While training a Machine Learning model, the training dataset is usually split into the following subsets:

Training data (60 % of input data)
Validation data (20 % of input data)
Test data (20 % of input data)

When splitting a dataset in its origin form, the dataset with similar features might be put in the same subset. For example, let us consider this car dataset. After importing into our code as aPandas DataFrame, we have the following output when we print head() of the dataset.

If the dataset is split in its current form, data about BMW cars will be present in the first 60% of the input data (training data) only and data with similar features will be in the same data subsets.

So, dataset need to be shuffled before it is split into subsets. This is done as follows:

1. Create an array of the same length as the dataset

n = len(df)
idx = np.arange(n)

The idx array will be used as the index array for new DataFrames.

2. Shuffle the index array

np.random.seed(2)
np.random.shuffle(idx)

Here, the seed is set so that the shuffled indexes are always the same. This is to provide consistence in datasets in future training sessions.

NOTE: The seed can be set to any number.

3. Slice the DataFrame

The DataFrame is split into train, validation and test DataFrames where data with similar features are uniformly distributed.

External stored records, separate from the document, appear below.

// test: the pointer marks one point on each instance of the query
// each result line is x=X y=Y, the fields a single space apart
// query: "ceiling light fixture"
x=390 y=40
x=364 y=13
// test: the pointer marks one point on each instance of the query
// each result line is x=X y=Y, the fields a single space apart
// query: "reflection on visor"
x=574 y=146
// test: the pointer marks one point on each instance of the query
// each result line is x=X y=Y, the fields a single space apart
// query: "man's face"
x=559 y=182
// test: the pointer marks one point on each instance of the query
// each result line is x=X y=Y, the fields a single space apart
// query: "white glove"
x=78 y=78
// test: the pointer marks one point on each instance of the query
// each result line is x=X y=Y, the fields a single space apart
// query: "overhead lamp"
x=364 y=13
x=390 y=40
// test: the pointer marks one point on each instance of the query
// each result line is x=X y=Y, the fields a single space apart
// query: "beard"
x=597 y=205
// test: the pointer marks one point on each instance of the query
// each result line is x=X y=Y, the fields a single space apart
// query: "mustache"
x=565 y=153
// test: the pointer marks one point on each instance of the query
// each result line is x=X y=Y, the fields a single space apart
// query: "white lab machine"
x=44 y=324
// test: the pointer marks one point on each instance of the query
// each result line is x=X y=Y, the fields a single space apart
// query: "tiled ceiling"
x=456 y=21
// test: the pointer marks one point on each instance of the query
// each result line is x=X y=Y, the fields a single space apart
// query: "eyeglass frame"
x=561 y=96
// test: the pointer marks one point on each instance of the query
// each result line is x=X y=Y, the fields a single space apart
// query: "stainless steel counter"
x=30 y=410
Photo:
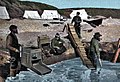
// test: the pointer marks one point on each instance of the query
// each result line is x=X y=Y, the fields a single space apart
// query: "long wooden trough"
x=78 y=46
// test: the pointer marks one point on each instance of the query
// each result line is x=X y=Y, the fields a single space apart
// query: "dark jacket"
x=77 y=20
x=12 y=43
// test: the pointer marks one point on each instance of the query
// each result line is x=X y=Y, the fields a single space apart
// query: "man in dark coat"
x=77 y=20
x=13 y=47
x=57 y=45
x=94 y=48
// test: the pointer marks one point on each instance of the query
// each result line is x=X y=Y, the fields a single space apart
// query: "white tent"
x=31 y=14
x=83 y=13
x=3 y=13
x=50 y=14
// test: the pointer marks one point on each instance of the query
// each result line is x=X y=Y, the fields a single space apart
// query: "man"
x=77 y=20
x=94 y=49
x=57 y=45
x=13 y=47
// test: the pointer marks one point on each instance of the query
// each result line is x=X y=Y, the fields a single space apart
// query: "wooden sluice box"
x=32 y=58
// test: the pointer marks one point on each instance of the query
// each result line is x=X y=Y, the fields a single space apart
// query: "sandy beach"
x=30 y=29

df_train = df.iloc[idx[:n_train]]
df_val = df.iloc[idx[n_train:n_train+n_val]]
df_test = df.iloc[idx[n_train+n_val:]]

4. Reset the indices

The indices on the training, validation and test DataFrames are not in order, and we will reset the indices.

df_train = df_train.reset_index(drop=True)
df_val = df_val.reset_index(drop=True)
df_test = df_test.reset_index(drop=True)

So, that's how we shuffle the DataFrame to have similar features distributed across its subsets.